Peu de temps après, une députation des libérés
partait pour l’Angleterre et fut présentée à la reine Anne par de
Rochegude et par le comte de Miramont, un des plus remuants de nos
réfugiés. Bancillon, un des forçats mis en liberté qui faisaient
partie de la députation, conte que
la bonne reine
dit à
M. de Rochegude : « Voila donc tous les
galériens élargis » ; et qu’elle fut fort surprise quand
celui-ci lui répondit qu’il y en avait encore un grand nombre sur
les galères du roi. Il lui remit la liste des
oubliés ;
et elle promit d’agir de nouveau pour
obtenir la liberté de tous les forçats pour la foi. Cette fois le
grand roi dut s’exécuter complètement, et en 1714, on relâcha tous
les galériens condamnés pour cause de religion, parmi lesquels se
trouvait, entre autres, Vincent qui, depuis douze ans, avait fini
le temps de galères auquel les juges l’avaient condamné.

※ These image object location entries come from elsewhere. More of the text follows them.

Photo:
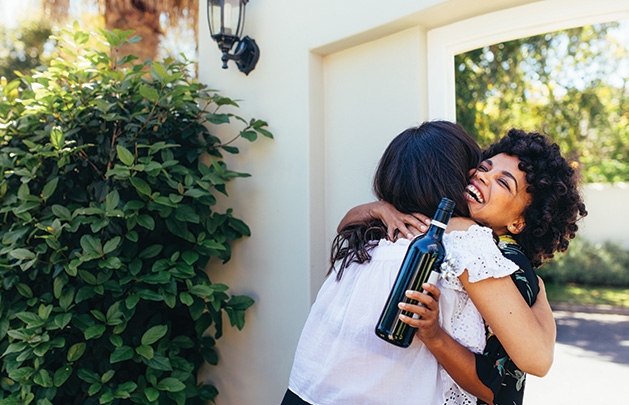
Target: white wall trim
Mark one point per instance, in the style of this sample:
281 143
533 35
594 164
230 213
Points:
524 21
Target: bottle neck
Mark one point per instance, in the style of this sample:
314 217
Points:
439 223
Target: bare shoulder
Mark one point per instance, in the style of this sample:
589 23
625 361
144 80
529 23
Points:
460 224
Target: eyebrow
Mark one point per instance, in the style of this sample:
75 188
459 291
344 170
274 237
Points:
506 173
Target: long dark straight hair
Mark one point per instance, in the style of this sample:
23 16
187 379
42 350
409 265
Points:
419 167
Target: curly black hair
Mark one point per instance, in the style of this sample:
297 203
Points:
556 203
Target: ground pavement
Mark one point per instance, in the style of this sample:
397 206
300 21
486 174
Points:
591 359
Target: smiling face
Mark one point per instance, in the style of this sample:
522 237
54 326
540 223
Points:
497 194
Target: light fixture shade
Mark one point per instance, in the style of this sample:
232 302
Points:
226 19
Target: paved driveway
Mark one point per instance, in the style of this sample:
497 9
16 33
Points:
591 361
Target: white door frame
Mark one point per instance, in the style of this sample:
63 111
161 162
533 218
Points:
524 21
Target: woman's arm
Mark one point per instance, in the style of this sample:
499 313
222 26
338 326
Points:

De nouvelles condamnations furent prononcées
bientôt contre les protestants ayant assisté à des assemblées de
prières, si bien que, sous la régence, on eut encore à faire de
nouvelles mises en liberté de forçats pour la foi. Puis, à partir
de 1724, on recommença à appliquer les édits du grand roi avec tant
de rigueur que les bagnes se peuplèrent de nouveau de
huguenots.
Mais le sort des galériens était devenu moins
dur par suite de la transformation du matériel maritime de la
France ; en effet, sous la régence on avait mis à la réforme
les deux tiers des galères. Il y en avait encore quelques-unes sous
Louis XVI, mais elles ne servaient plus que pour la parade, pour
les voyages des princes et des hauts personnages, en sorte que les
galériens étaient rarement soumis au dur supplice de la vogue.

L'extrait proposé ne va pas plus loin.